Chesney's version of the song is set in the key of E major, with a vocal range from B3 to F5 and a main chord progression of E-E+/G-A-Am. It is primarily accompanied by acoustic guitar, organ, and light percussion.

==Critical reception==
CM Wilcox of The 9513 gave the song a “thumbs-down” review. He said that the song had "somewhat ambitious" lyrics, and made note of Matthews' vocal performance, but said that Chesney sounded like a "workaday singer" and that the duet did not have a sense of interplay between the two vocalists. In his review of Lucky Old Sun, J. Freedom Du Lac of The Washington Post said, "The song is supposed to be an anthem about strength and survival and soldiering on[…]Yet it sounds more like a weary wish than a declaration," and an uncredited review in the Hartford Courant said that it "may be the plainest thing Matthews has ever done." Matt Bjorke of Roughstock gave a favorable review, describing the song as "a genuine reflection[…]about the way they choose to live their lives."

==Chart performance==
As an album cut from Lucky Old Sun, "I'm Alive" spent one week at number 55 on the U.S. Billboard Hot Country Songs chart. The song later appeared on Chesney's Greatest Hits II compilation a year afterward, and was released in August as that album's second single.
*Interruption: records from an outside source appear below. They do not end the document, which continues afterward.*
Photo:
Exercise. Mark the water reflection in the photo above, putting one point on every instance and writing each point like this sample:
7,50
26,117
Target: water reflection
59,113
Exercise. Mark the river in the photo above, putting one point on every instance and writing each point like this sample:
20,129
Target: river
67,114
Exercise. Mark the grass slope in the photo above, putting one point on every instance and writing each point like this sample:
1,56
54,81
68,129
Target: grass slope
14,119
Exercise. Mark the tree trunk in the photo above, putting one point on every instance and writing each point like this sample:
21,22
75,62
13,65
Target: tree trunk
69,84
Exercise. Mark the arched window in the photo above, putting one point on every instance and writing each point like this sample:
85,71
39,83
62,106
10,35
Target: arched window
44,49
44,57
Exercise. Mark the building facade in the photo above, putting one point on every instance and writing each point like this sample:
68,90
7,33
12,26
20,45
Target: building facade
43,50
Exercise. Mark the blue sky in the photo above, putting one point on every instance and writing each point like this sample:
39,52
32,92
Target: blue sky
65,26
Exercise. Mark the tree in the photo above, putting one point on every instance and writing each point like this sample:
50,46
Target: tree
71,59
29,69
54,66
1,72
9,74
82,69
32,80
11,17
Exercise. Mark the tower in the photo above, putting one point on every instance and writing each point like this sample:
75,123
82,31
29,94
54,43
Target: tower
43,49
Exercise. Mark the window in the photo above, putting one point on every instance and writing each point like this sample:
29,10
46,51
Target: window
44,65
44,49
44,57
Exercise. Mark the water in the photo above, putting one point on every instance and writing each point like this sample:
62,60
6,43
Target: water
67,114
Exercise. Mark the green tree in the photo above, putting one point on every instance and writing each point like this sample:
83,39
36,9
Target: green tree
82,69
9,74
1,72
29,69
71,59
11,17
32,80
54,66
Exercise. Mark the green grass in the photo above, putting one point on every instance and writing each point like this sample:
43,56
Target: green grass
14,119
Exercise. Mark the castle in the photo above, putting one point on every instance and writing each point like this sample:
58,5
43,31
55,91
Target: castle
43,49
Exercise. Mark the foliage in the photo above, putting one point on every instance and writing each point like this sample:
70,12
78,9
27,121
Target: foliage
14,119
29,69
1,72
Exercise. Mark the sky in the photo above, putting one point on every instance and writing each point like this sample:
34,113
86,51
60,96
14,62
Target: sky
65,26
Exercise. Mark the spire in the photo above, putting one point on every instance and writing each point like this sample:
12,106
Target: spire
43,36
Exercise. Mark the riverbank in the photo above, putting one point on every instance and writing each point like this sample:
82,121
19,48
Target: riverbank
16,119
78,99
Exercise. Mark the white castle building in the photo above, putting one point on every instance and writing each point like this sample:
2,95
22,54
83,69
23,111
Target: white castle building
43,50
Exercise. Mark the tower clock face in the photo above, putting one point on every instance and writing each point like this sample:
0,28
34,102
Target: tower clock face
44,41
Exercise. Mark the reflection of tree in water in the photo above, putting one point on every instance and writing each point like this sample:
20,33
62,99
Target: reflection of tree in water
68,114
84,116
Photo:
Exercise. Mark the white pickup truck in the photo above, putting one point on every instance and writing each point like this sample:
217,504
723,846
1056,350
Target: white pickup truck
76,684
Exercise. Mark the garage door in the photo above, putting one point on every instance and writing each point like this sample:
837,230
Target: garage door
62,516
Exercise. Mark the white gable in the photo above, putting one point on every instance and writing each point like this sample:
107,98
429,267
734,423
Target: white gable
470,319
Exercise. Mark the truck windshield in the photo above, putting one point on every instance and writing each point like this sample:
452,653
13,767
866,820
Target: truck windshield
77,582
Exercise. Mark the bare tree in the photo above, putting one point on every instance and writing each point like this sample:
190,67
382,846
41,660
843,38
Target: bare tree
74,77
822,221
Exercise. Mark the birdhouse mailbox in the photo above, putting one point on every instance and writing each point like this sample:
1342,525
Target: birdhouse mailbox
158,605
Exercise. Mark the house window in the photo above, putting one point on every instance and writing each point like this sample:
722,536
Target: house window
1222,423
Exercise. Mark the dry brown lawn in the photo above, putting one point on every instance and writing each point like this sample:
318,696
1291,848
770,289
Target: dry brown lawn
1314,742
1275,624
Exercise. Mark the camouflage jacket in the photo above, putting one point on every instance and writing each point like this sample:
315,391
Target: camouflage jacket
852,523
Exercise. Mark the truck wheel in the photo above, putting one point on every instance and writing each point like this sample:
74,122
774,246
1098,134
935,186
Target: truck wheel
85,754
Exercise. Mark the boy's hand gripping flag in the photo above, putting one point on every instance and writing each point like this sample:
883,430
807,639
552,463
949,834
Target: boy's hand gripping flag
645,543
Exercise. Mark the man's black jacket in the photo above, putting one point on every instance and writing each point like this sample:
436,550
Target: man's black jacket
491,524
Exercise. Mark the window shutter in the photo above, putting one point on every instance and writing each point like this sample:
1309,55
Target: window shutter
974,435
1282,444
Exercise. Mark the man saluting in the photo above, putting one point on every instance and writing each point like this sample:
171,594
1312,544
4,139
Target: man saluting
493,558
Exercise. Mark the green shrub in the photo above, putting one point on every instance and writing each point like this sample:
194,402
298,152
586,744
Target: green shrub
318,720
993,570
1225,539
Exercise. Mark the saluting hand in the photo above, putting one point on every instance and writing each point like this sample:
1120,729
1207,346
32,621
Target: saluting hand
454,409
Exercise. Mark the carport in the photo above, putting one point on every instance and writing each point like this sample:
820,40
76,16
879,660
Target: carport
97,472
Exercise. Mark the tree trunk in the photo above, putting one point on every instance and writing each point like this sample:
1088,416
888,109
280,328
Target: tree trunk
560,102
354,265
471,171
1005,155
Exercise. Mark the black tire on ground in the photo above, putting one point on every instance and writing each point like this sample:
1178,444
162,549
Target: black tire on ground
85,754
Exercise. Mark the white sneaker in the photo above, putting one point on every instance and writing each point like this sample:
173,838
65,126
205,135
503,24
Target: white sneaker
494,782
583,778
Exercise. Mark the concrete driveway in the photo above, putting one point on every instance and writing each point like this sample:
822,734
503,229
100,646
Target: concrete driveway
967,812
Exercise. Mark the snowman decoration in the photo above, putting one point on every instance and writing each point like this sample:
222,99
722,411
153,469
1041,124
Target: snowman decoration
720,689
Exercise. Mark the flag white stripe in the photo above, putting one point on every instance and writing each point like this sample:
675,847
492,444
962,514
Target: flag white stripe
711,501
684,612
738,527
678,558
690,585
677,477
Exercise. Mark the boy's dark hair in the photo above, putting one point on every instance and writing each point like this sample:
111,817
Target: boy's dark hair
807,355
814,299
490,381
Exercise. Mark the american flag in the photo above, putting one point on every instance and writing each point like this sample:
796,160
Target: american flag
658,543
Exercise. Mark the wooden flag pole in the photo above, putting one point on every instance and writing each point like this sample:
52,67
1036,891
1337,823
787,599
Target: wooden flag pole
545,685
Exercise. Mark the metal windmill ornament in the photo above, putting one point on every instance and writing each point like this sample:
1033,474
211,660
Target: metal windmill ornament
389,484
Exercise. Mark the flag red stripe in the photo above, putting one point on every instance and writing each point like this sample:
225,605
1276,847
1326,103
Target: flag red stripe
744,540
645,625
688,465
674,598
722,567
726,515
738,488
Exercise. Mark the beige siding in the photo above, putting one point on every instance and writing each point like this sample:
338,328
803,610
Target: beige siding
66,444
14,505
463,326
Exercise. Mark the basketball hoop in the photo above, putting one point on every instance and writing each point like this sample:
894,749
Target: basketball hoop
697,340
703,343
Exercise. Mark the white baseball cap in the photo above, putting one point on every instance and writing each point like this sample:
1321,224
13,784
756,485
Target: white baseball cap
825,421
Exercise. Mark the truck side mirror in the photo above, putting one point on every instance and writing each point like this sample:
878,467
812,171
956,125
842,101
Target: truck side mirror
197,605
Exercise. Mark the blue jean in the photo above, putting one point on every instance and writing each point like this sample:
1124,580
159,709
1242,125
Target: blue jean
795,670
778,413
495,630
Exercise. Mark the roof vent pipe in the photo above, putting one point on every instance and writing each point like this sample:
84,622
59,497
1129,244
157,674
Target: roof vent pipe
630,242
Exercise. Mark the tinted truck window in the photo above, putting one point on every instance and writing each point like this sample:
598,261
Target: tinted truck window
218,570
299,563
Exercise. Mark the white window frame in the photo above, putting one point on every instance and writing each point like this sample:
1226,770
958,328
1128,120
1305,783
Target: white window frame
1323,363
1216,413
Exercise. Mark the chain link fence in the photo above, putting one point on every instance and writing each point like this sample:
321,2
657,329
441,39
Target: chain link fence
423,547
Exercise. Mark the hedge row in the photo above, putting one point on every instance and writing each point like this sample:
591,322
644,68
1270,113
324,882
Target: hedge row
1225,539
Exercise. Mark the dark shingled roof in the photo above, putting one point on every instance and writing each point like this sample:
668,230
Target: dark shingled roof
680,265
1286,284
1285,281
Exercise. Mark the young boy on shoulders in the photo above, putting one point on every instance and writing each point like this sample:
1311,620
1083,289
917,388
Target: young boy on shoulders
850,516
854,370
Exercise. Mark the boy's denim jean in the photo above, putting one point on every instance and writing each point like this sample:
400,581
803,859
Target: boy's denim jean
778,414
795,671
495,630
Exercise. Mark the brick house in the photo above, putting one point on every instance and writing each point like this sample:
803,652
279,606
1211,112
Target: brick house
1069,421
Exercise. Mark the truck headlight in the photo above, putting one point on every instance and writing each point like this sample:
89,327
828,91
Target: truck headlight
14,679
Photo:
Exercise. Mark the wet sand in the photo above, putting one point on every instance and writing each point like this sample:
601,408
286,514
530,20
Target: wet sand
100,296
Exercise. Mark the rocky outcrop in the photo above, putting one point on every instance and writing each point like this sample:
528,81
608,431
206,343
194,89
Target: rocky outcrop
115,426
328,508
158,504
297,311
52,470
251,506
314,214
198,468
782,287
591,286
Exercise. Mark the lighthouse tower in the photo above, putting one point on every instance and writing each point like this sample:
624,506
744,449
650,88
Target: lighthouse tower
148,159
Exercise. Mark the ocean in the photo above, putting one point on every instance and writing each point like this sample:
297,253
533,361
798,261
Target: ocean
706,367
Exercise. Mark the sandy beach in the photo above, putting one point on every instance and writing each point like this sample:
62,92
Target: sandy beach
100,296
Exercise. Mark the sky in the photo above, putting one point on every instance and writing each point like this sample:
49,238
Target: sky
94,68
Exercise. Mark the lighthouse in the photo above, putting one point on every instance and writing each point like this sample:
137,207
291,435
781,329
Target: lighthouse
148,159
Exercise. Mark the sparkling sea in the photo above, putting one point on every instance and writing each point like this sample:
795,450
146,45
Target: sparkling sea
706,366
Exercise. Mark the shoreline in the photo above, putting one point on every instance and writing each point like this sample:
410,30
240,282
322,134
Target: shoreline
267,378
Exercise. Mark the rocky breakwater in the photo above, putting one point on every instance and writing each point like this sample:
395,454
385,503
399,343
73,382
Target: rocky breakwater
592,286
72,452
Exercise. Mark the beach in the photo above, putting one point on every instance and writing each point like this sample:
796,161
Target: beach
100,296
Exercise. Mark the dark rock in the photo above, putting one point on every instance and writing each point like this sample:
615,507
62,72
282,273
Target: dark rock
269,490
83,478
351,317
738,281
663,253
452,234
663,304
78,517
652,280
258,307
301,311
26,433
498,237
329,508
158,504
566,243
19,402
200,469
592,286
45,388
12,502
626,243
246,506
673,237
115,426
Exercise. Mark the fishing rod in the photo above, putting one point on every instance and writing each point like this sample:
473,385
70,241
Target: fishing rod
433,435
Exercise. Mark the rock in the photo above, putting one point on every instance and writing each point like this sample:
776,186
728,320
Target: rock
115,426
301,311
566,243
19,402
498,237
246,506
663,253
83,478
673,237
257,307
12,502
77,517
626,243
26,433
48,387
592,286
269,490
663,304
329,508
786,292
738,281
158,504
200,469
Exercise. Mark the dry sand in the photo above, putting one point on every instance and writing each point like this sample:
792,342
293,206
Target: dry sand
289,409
It re-entered at number 41 on the same chart dated for the week of August 15, 2009, ahead of the song's announced release date of August 17.

| Chart (2008) | Peak position |
|---|---|
| US Hot Country Songs (Billboard) | 55 |
| US Billboard Bubbling Under Hot 100 | 18 |
| Chart (2009) | Peak position |
| US Hot Country Songs (Billboard) | 6 |
| US Billboard Hot 100 | 32 |
| Canada Country (Billboard) | 6 |
| Canada Hot 100 (Billboard) | 73 |

===Year-end charts===

| Chart (2009) | Position |
|---|---|
| US Country Songs (Billboard) | 44 |

== Certifications ==

| Region | Certification | Certified units/sales |
| United States (RIAA) | Gold | 500,000^{‡} |
^{‡} Sales+streaming figures based on certification alone.